In the verses under discussion today whereas the word Khair has been used for Islam and thus the permission for the formation of a party to carry out this injunction for the propagation of Islam, the usage of the same word for the Holy Quran also indicates that the best milieu for such propagation is the Holy Quran. The world today is in dire need that the Holy Quran should be translated and presented to it, for it is dying spiritually without the life giving waters of this spiritual fountainhead.

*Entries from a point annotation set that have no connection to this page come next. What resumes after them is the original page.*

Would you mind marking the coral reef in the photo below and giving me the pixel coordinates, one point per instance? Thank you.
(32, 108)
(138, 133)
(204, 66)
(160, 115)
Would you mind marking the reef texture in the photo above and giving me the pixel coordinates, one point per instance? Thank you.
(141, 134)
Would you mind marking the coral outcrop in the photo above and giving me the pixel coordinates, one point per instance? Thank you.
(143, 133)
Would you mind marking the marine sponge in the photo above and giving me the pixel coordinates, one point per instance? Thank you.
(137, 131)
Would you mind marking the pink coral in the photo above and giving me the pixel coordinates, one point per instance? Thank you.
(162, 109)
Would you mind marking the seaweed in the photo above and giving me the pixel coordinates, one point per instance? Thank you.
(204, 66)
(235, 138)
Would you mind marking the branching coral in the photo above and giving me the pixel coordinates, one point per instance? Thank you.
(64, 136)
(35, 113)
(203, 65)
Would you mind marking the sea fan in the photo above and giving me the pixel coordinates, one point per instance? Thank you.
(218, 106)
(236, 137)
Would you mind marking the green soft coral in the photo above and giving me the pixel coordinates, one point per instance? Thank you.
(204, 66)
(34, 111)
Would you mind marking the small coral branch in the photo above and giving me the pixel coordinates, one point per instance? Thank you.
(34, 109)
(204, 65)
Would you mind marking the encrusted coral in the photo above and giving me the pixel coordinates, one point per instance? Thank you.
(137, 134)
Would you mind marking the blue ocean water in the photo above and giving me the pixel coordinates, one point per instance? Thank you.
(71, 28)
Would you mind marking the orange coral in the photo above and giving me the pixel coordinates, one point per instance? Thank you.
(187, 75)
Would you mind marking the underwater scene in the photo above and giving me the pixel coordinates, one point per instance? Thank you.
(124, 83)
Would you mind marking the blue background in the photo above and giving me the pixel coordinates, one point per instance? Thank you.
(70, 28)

This was the reason why the Reformer of this age, Hazrat Mirza Ghulam Ahmad, formed an organization the Ahmadiyya Movement for the propagation of Islam, and made the propagation of the Holy Quran as its objective. Besides the propagation of Islam, the Holy Quran states two other responsibilities for such an organization, "who invite to good and enjoin the right and forbid the wrong." This task of reformation has to be carried out amongst the Muslims at all times. It also includes the non-Muslims who convert to Islam, for it is essential to teach them Islam which enjoins the right and forbids the wrong. The Reformer of this age realized this deficiency amongst the Muslims and reminded them of this Divine injunction they had forgotten. There can be no greater task then the propagation of Islam, which in former times was carried out by the prophets. With the advent of the Seal of the Prophets, Holy Prophet Muhammad (peace and blessings of Allah be upon him) this noble task has been delegated to his followers. What the Seal of the Prophets has bestowed upon his followers, is certainly a great act of benevolence, for he has entrusted them to carry out the task which was previously carried out by the Prophets. Addressing the Holy Prophet (peace and blessings of Allah be upon him), Hazrat Mirza Ghulam Ahmad has thus expressed his thoughts in one of his poetic verses:

"We became the best of the nations because of you, O most excellent of the Prophets! By benefiting from your spiritual advancement only, did we make progress."